The bird is massive. Their wingspans can reach nearly 90 inches, and they have been known to prey on cranes and livestock. The oldest known Golden Eagle was over 30 years old, and as a species they prefer open and semi-open landscapes.
Golden Eagles have a global breeding population of around 300,000 birds, 3% of which spend at least part of the year in Mexico. Though their populations appear stable, their future health is not without risk. Unfortunately, “humans are still Golden Eagles’ greatest threat: it’s estimated that more than 70 percent of recorded Golden Eagle deaths are attributable to human impact, either intentional or inadvertent.” Urbanization, poisoning, and collisions with vehicles and wind turbines are all causes for concern for this species.

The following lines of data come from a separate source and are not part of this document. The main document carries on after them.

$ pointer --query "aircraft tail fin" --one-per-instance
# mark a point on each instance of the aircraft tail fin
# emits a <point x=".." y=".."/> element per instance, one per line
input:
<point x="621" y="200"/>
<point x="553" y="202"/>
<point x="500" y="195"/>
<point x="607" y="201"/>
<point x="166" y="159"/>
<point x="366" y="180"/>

While it is easy to see why so many nations want such a powerful bird as one of their symbols, the Mexican national bird designation is not without controversy. While a Golden Eagle does appear on Mexico’s flag, if you ask many citizens they will tell you that the Crested Caracara is actually the country’s “official” bird. In fact, the caracara has been called the “Mexican Eagle.” In addition,”some believe it is the Crested Caracara depicted on the ancient Aztec pictogram that appears on Mexico’s flag.”
Crested Caracaras, though they often associate with vultures, are actually part of the falcon family. They also prefer open country as habitat, and feed on insects, mammals, birds, fish, and carrion. In my opinion, the caracara is a much more interesting choice for Mexico’s national bird; at the very least, it would be a unique bird symbol!